“唉,不愧是多数会,玉人就是多啊……”望着这辆车远去的尾灯,翟家年不由叹息。
以前在村子里,也就嫂嫂陈凤栖生了张祸国殃民的脸叫人独霸不住。
其她的大妈级别请恕眼拙实在看不出什么风范,就算是年轻妹子顶天了也只是小小的清秀可爱。
让早知必须离女孩子得远一点的翟家年完全能够控制得住自己的情绪。
这几天倒好,最先遇到一个古千柔,然后谁人叫庄思仙的小丫头片子也很不错——
要不是长得悦目,被泼一脸开水只是吃顿饭就能扯平的?
不把屎打出来才怪!
没措施,玉人天生的优势。
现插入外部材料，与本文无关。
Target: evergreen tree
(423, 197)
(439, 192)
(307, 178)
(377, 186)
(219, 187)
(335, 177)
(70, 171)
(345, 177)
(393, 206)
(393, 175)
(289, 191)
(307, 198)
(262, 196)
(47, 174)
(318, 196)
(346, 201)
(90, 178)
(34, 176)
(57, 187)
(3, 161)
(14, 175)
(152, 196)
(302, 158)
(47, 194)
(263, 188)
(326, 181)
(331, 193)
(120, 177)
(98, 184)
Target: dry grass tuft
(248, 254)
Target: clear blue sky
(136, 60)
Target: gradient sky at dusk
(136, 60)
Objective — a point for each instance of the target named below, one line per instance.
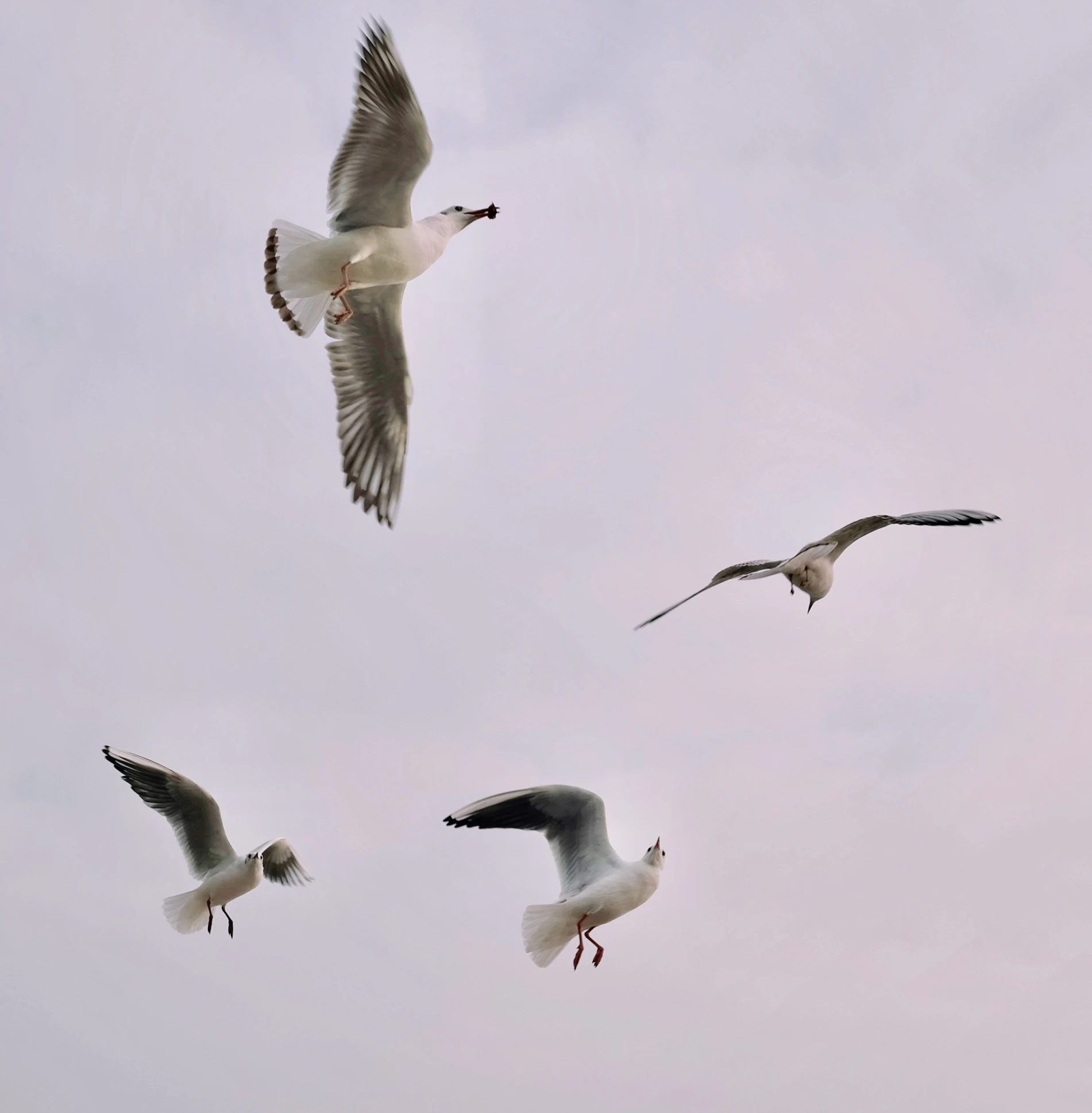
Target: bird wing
(842, 539)
(733, 572)
(372, 381)
(187, 807)
(280, 864)
(387, 145)
(573, 819)
(946, 518)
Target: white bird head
(462, 216)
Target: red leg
(340, 294)
(599, 949)
(580, 948)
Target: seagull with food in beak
(356, 279)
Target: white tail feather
(301, 314)
(186, 912)
(547, 929)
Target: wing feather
(193, 814)
(842, 539)
(387, 146)
(280, 864)
(733, 572)
(372, 382)
(573, 819)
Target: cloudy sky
(761, 269)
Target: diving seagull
(597, 886)
(196, 819)
(375, 249)
(812, 569)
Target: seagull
(196, 819)
(597, 886)
(375, 249)
(812, 569)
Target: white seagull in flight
(196, 819)
(812, 569)
(597, 886)
(375, 251)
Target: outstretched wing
(372, 381)
(842, 539)
(733, 572)
(573, 819)
(387, 146)
(946, 518)
(193, 814)
(280, 864)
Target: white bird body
(195, 816)
(812, 569)
(597, 886)
(354, 281)
(231, 881)
(376, 256)
(620, 892)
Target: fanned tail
(301, 314)
(186, 912)
(547, 929)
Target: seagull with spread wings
(375, 249)
(597, 886)
(196, 819)
(812, 569)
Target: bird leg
(580, 948)
(599, 949)
(340, 318)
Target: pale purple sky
(759, 271)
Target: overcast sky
(761, 269)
丝绝不给玉人体面的男子生一理一定有问题。
到了京城,亲眼见到沈迦叶,那叫一个惊为天人,情不自禁就发生“娶回家光是看看也够本儿了”的念头,挡都挡不住。
这才隔几个小时,就又一下子遇到一个不弱于古千柔只比沈迦叶低上一线的大玉人!
城里的玉人,还不何等?
“秀色可餐这个成语似乎是真的,我现在都不怎么饿了……可照旧要用饭才行啊!”翟家年笑笑,漫无目的地继续前进,如同孤魂野鬼,没个着落。
然后他就一脚踩到了一个手包。
“嗯?”翟家年将这刺绣手包捡起来,打开一看,“嘿哟我去,我这运气也真够好的,正缺用饭的钱,就捡到了。我还能说什么?”
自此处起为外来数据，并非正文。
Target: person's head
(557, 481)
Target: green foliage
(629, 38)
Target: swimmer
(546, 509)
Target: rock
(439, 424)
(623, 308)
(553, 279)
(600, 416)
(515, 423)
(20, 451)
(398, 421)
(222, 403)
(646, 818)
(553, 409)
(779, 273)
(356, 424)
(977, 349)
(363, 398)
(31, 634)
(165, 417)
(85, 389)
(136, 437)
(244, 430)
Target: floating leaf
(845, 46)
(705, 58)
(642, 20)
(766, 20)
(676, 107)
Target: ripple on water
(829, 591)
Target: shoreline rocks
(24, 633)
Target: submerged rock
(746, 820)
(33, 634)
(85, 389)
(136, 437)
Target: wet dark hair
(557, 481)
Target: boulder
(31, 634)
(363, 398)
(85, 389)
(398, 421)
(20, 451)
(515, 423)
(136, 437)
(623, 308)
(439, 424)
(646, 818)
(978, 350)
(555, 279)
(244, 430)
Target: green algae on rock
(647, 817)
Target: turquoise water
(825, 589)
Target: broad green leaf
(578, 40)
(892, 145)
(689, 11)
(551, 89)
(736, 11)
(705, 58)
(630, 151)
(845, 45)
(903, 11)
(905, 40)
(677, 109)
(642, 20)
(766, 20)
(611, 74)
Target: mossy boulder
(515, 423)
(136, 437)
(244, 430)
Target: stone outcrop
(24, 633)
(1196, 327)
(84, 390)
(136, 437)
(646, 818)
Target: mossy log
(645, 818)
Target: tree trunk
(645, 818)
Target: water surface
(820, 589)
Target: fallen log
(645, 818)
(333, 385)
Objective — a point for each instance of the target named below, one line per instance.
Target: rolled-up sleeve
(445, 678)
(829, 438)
“咦,尚有身份证?”翟家年将一张身份证抽出来,一看证件上那张脸,很眼熟。
再看名字——
“苏问河?”
“这包原来是刚刚谁人妹子掉的么?”
“恰好遇到我的时候掉了钱包,如果是居心的话,就是要讹我啊!”
“可是她都上车走了,还怎么讹我?所以真相只有一个!”
“她是真的碰巧掉的!”
翟家年手托下巴,眼眸闪烁着犀利的微光,如名侦探附体一般。
然后他就又一次叹息了:“这说明什么?说明我跟她,不只是一面之缘,而是有更深层的缘分在内里。否则这钱包早不掉晚不掉,偏偏遇到我的时候掉?”
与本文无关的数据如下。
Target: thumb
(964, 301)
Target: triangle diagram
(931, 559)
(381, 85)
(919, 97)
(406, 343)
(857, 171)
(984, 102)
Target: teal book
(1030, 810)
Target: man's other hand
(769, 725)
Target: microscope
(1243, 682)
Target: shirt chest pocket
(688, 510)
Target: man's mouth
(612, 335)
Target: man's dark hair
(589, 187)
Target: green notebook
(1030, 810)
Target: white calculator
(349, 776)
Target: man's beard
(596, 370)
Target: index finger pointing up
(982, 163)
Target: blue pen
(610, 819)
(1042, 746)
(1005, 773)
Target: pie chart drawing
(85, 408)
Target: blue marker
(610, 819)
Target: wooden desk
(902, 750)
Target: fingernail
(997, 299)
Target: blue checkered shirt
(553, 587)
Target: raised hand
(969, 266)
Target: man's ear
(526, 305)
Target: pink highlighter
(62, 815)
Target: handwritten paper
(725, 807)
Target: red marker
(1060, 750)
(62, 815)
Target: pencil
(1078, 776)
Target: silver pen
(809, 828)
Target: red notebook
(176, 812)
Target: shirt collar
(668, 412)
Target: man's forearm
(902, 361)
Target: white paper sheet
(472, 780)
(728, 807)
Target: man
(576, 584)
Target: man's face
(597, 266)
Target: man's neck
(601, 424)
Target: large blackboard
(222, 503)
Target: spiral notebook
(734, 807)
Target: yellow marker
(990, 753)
“那么问题来了,我是先拿着她的钱去用饭呢,照旧现在就去还给她?”
恰好有出租车经由,翟家年没再多想,拦了就上,从手包里抽出一张钞票,就道:“跟上前面那辆车!”
司机茫然,望着前方:“哪……有车?”
“没时间解释了,就往前开,他们还没走多远。”
“哦,好……”
片晌后,前方是一个分岔路口。
司机:“老板,往哪边?”
翟家年伸手朝外一抓空气,放鼻子前闻了闻,说道:“我闻到她残留的香味了,应该是右边!”
司机:“……”
横竖只是赚钱,管他是不是神经病,司机凭证翟家年的指引,一路疾驰。
最后,目力惊人的翟家年探头一瞧,就道:“就是那辆车,速度再快点,前面左转弯。”
这下不会跟丢了。
就在距离那辆车尚有四五十米的时候,那辆车直接驶入一栋大楼的地下停车场入口。
而这辆出租车却被挡在了外面,有保安板着扑克脸站出来,做出克制外来车辆驶入的手势。
翟家年便付了车费下车,然后对保安说道:“前面那辆车内里有个妹子掉了钱包,我拾金不昧地送来了。”
保安淡淡地看了他一眼,说道:“这里是私人会所,非会员是不行以进去的。你要还钱包的话,就在这儿等着吧。他们早晚会出来。”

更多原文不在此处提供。